The Wisconsin Initiative on Climate Change Impacts has released its 2021 climate assessment report, Wisconsin’s Changing Climate: Impacts and Solutions for a Warmer Climate.
The report is the most comprehensive assessment to date on the impact of climate change in Wisconsin and includes details on the continued warming and increased precipitation throughout the state.
The report found that since 1950, statewide temperatures have warmed by 3 degrees Fahrenheit and precipitation has increased 17 percent. Meanwhile, the last two decades have been the warmest on record, and the past decade has been the wettest. The report stresses the need for significant and rapid reductions in greenhouse gas emissions and identifies steps Wisconsin can take to store carbon, reduce emissions, and adapt to a wetter and warmer future.
“It is clear that climate change is already affecting our state and will continue to do so in the coming decades,” says WICCI Co-director Dan Vimont. “This report illustrates that all of us are affected in individual ways by our changing climate. And each of us can contribute to solutions.”
Led by the UW-Madison Nelson Institute for Environmental Studies and the DNR, the report is the product of 14 working groups that include over 200 scientists, practitioners, and residents representing more than 50 national and local agencies, nonprofits, and universities. The final report was peer-reviewed by a Science Advisory Board.
In 2019, Gov. Tony Evers signed Executive Order #52, launching the Governor’s Task Force on Climate Change and directing the DNR to work with WICCI and the Nelson Institute for Environmental Studies to release a new climate assessment report. The previous report was released in 2011.
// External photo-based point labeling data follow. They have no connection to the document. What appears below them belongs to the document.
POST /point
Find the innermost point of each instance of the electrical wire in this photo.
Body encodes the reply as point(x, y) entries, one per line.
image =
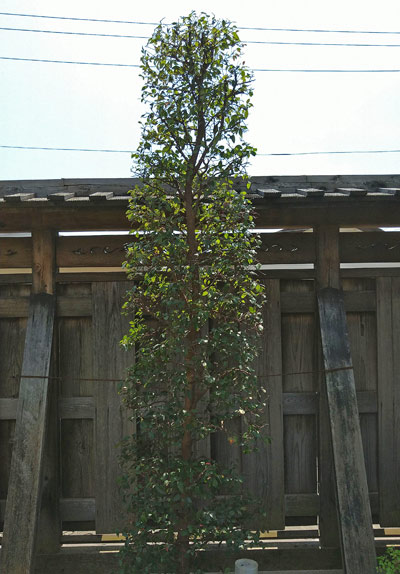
point(104, 20)
point(267, 42)
point(70, 62)
point(252, 69)
point(259, 154)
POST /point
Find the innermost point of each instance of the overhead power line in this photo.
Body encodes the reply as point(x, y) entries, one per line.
point(70, 62)
point(319, 71)
point(272, 42)
point(259, 154)
point(135, 22)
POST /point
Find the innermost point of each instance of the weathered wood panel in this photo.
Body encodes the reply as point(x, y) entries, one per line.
point(24, 493)
point(298, 356)
point(388, 325)
point(354, 513)
point(76, 365)
point(327, 275)
point(263, 470)
point(12, 336)
point(363, 345)
point(15, 252)
point(110, 361)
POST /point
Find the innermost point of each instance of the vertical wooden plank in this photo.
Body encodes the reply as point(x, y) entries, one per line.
point(110, 362)
point(226, 452)
point(264, 469)
point(298, 354)
point(357, 537)
point(43, 281)
point(12, 336)
point(388, 321)
point(363, 345)
point(75, 369)
point(24, 493)
point(44, 257)
point(327, 275)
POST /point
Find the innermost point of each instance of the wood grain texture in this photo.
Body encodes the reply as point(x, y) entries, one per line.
point(76, 365)
point(112, 422)
point(43, 259)
point(23, 500)
point(357, 537)
point(327, 270)
point(363, 346)
point(12, 336)
point(15, 252)
point(298, 356)
point(263, 469)
point(388, 320)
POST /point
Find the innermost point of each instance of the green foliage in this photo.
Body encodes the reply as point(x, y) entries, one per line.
point(389, 563)
point(196, 302)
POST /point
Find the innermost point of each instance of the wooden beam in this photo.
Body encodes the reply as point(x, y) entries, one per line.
point(24, 494)
point(43, 251)
point(276, 248)
point(357, 537)
point(15, 252)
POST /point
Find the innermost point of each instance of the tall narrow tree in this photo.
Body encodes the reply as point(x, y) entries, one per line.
point(195, 299)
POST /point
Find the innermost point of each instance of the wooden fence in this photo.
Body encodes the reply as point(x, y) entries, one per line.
point(285, 473)
point(329, 361)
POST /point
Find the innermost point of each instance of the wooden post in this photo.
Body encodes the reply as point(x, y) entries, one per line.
point(112, 425)
point(43, 281)
point(388, 327)
point(357, 537)
point(36, 492)
point(327, 275)
point(24, 493)
point(264, 469)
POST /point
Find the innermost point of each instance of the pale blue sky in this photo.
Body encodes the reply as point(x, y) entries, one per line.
point(54, 105)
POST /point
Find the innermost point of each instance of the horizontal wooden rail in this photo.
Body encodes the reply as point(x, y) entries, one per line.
point(12, 307)
point(301, 403)
point(296, 302)
point(276, 248)
point(84, 509)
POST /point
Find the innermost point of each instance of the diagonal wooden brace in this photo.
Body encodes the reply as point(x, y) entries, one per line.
point(354, 513)
point(24, 492)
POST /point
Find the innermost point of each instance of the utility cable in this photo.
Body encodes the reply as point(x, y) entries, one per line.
point(259, 154)
point(267, 42)
point(319, 71)
point(104, 20)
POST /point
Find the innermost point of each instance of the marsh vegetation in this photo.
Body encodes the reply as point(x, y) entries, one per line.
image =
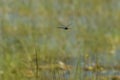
point(89, 50)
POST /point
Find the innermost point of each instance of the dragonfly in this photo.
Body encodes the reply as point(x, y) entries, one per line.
point(65, 27)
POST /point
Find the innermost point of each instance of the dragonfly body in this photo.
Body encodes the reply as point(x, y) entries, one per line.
point(65, 27)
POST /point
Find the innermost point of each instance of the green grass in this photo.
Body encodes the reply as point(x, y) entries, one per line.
point(28, 27)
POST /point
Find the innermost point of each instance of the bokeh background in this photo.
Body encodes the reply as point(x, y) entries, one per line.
point(91, 46)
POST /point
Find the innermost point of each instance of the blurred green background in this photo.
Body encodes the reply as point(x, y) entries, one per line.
point(28, 27)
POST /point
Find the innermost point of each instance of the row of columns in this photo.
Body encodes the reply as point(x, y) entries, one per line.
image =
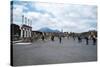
point(26, 21)
point(25, 33)
point(26, 28)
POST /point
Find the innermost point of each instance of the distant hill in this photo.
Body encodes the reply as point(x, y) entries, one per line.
point(46, 29)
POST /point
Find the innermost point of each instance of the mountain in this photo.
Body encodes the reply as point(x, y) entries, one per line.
point(46, 29)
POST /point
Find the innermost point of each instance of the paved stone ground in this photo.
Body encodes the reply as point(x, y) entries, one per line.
point(48, 52)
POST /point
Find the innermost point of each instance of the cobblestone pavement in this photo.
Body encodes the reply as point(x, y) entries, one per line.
point(51, 52)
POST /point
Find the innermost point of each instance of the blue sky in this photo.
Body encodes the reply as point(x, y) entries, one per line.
point(69, 17)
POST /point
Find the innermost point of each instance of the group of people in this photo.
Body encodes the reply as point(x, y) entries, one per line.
point(79, 38)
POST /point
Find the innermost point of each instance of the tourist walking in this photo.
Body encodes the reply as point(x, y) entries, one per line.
point(86, 38)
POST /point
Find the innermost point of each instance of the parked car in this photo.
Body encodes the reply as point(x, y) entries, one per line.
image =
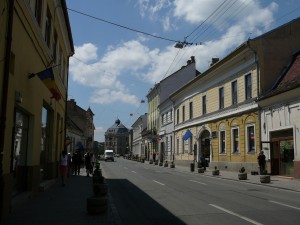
point(109, 155)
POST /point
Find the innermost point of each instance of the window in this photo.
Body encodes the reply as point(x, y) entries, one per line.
point(250, 138)
point(222, 141)
point(191, 110)
point(248, 86)
point(191, 145)
point(171, 147)
point(20, 141)
point(204, 104)
point(221, 98)
point(234, 92)
point(48, 28)
point(235, 140)
point(38, 11)
point(55, 48)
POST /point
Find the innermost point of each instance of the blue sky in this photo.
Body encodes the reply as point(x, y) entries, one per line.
point(113, 68)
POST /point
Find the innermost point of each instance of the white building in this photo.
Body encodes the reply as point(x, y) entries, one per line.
point(280, 122)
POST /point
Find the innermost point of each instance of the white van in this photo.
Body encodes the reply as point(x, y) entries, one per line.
point(109, 155)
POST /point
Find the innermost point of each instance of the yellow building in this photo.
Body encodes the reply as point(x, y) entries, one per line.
point(217, 115)
point(34, 83)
WICCI is a nationally recognized collaboration of scientists and stakeholders — formed as a partnership between Nelson Institute for Environmental Studies and the DNR — working together to help Wisconsin residents and policymakers understand the impacts of climate change.
“The report contains critical information and will be a valuable tool for Wisconsinites as the state takes its next steps to become more climate-resilient,” says WICCI Co-director Pam Porter.
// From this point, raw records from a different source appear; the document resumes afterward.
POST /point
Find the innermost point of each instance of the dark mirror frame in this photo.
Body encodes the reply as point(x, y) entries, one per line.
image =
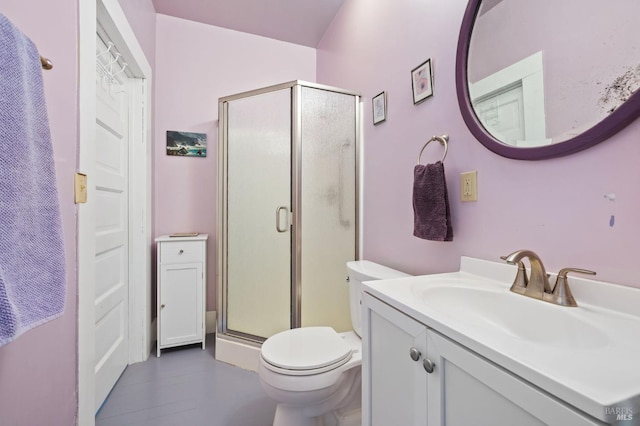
point(610, 125)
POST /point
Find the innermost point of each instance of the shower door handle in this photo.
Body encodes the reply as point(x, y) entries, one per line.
point(278, 210)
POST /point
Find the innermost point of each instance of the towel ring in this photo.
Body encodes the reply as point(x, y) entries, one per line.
point(443, 141)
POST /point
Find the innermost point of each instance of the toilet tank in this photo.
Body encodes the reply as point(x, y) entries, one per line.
point(357, 272)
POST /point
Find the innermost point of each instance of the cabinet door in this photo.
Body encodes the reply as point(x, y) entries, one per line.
point(394, 385)
point(181, 316)
point(474, 391)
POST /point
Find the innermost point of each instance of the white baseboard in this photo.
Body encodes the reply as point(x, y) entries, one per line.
point(236, 353)
point(210, 322)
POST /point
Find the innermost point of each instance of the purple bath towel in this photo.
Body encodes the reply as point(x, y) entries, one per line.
point(432, 216)
point(32, 276)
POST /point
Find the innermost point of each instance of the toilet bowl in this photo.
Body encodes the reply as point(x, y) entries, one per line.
point(311, 371)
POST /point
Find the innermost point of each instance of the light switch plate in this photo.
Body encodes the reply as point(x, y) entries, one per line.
point(469, 186)
point(80, 182)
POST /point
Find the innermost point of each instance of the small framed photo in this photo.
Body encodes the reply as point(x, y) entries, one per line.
point(379, 108)
point(186, 144)
point(422, 81)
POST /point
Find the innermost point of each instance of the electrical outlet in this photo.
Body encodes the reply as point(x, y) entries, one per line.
point(469, 186)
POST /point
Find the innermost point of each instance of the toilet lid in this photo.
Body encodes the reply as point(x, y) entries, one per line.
point(305, 348)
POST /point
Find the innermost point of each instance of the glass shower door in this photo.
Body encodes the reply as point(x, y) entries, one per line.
point(328, 213)
point(258, 240)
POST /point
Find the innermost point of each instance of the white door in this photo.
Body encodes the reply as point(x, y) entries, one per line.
point(111, 238)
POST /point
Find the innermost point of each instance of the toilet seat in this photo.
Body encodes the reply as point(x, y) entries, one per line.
point(305, 351)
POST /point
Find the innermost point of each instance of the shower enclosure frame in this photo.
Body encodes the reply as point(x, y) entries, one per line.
point(296, 201)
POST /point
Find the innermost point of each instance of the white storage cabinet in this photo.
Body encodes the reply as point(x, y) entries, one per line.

Through a collection of interviews, the report also highlights the ways climate change is impacting communities across the state. Those in the Driftless region noted that an increase in flooding has deeply affected agriculture and homes across the region. In the state’s Northern regions, a warmer and wetter climate has meant changes to plant and animal life. Meanwhile, communities are experiencing eroding bluffs and infrastructure issues along the coast due to fluctuating water levels.
Understanding how climate change affects communities is key. And a part of that is understanding how climate change disproportionately affects some communities more than others. Low-income communities, communities of color, and indigenous communities are first and worst impacted by climate change. Including all communities in the climate change conversation will be an important part of ensuring climate change solutions are effective and equitable.
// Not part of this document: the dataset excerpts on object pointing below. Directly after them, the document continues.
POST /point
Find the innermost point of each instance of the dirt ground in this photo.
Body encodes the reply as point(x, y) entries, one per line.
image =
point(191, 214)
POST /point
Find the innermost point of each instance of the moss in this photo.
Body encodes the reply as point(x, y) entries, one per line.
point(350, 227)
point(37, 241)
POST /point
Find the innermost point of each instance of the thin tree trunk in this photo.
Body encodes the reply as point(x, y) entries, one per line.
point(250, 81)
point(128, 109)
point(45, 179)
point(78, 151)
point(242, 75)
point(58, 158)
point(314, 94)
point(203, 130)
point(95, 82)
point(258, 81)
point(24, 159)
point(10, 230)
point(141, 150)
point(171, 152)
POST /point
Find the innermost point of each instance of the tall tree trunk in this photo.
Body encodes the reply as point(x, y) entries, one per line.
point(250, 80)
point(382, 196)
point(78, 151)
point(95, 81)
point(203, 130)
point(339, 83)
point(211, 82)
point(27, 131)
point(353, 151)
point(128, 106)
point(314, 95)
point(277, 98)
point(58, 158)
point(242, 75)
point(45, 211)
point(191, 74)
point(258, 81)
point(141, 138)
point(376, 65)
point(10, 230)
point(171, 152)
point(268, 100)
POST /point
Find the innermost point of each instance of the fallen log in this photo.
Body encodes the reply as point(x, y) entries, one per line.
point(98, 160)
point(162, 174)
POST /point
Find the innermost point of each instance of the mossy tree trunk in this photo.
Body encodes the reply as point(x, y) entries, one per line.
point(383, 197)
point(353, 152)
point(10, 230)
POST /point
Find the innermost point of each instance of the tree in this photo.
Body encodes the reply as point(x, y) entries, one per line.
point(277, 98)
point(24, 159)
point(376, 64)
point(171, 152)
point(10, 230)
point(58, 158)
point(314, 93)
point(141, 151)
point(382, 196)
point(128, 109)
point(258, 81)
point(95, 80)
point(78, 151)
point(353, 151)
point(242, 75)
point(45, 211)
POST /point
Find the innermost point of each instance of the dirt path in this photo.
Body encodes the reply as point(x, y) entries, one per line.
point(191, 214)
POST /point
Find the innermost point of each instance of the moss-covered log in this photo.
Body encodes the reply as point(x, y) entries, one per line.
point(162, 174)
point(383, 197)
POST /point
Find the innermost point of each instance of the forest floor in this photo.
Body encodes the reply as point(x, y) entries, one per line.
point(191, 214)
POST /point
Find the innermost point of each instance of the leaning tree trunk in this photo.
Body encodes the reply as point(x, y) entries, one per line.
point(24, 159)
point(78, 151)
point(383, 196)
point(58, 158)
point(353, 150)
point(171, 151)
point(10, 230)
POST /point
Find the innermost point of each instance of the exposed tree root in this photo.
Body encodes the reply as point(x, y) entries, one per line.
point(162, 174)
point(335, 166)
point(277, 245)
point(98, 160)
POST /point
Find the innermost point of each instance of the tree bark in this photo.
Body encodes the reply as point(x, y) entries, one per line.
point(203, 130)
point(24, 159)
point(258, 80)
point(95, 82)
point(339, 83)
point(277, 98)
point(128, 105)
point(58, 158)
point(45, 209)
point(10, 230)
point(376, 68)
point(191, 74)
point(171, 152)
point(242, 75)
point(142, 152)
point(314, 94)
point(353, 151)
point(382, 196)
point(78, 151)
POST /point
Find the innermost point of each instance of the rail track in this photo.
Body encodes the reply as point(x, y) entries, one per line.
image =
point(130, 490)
“Climate change tends to disproportionately affect people who either contributed less to the problem or are less able to cope with the impacts,” said WICCI Co-director Steve Vavrus. “It is not our imagination that extreme weather, in general, is getting more pronounced, and the price tag for the extreme events is rising.”
While the report outlines sobering data about the future climate, scientists and community members also expressed hope throughout the report. Changes in attitudes towards climate change and an improved understanding of climate change science have led to creative solutions. Many organizations, farmers, business leaders and community members also expressed hope for the future as mitigation and solutions are discussed and implemented.
The report outlines many of these solutions, including reducing greenhouse gasses, increasing continuous living cover and rotationally managed pasture on farmland, implementing habitat management changes, and designing and building infrastructure that accounts for future climate conditions.